We realized KlickHüpfGuck using a lot of paper and the open source software Blender for 3D objects and animations in combination with the game engine Unity. The production time was about five months, and within that time we learned a lot about 3d modelling, game programming and, of course, the Grimms and the many thoughts it takes to make theoretical concepts like linguism playable. During the whole process of making the game we were in touch with Susanne Völker and Claudia Roßkopf of the Grimmwelt, who anwered all our questions regarding the Grimms, tested and improved the game and supported us in any way possible.
First, we took photographs of the way to the museum, and visited the former Grimm Museum of Kassel.
It was very interesting to have an insight into the materials that were used to plan the new museum, both architectually as in terms of curation / exhibition planning.
With some of these materials at hand, we came up with 'core elements' of the exhibition and therefore the oeuvre of the Grimms and linked them to specific settings one encounters when walking to or visiting the museum (the photographs we took turned out to be very useful).
Each of the seven levels we planned had to contain one key object for the players to find. To test the concept rightaway, we built a simple prototype in Unity.
Regarding the design of KlickHüpfGuck a materiality had to be found that was abstract enough to allow players to believe the transition from places they already knew (e. g. the park in front of the museum) to a more fictional setting in which fairy tale elements could be placed. We investigated paper, a material very much used by European researchers and writers of the 18th and 19th century and especially typically for the Grimms working methods.
Our first prototype showed that players should be able to understand which objects they could interact with and which not. Materiality was key again: Objects players can click are made of paper, those who belong to the sets, but are not interactive, look like cardboard.
To plan animation and light accordingly, we sketched our ideas ontop of images taken from our prototype. The aim was to find a very typical movement for each object as if the objects had own personalities.

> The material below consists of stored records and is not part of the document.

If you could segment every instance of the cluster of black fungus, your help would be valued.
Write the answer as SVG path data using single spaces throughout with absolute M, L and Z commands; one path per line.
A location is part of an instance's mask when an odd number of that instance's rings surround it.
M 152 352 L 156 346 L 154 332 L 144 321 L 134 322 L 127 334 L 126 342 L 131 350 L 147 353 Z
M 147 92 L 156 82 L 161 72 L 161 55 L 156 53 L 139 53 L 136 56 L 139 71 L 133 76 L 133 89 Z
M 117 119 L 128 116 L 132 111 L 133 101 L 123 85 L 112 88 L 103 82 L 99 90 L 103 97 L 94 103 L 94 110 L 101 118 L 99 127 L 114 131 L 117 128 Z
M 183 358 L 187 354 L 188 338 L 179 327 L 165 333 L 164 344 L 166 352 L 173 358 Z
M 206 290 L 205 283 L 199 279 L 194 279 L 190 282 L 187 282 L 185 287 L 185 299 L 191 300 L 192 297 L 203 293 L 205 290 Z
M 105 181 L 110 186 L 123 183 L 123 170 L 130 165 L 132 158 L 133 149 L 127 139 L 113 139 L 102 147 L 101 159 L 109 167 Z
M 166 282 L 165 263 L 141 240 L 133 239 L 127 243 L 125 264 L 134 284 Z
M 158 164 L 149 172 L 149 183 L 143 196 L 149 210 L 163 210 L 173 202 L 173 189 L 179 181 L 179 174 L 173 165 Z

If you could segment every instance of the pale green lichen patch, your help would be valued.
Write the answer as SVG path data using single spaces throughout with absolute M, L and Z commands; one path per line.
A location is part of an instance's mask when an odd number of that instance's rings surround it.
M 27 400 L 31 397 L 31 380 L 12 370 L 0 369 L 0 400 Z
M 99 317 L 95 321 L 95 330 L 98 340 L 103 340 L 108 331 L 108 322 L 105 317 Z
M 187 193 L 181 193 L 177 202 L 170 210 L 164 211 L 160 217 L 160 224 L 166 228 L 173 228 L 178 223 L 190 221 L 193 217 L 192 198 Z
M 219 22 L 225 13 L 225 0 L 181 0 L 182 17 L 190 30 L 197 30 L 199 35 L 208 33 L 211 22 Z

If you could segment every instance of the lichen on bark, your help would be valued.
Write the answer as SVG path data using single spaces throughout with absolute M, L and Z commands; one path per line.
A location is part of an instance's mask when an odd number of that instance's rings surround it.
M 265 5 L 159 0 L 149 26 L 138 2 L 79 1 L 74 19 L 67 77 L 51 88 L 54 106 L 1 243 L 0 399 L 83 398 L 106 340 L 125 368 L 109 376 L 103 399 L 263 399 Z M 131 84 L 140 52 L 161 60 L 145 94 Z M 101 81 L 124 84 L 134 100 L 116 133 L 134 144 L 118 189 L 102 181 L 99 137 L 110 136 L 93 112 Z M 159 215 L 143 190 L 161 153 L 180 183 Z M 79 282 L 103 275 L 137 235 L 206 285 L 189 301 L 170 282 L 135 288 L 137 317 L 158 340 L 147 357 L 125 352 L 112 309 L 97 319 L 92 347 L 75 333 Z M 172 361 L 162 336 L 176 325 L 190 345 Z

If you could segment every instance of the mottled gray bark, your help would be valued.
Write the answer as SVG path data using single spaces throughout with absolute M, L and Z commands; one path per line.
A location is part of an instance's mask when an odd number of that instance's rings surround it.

Also, we wanted every set to have a very specific mood supported by specific lighting.
When finding the object characteristic to the area the current level is set on, a short text with a short explanation and an excerpt out of the German Dictionary written by the Grimms ('Deutsches Wörterbuch') pops up. We wrote the texts in collaboration with Susanne Völker and Claudia Roßkopf.
KlickHüpfGuck was released with the opening of the Grimmwelt.
It got featured in the Kassel Edition of the 'Zeit', a German Newspaper and within AD Magazine.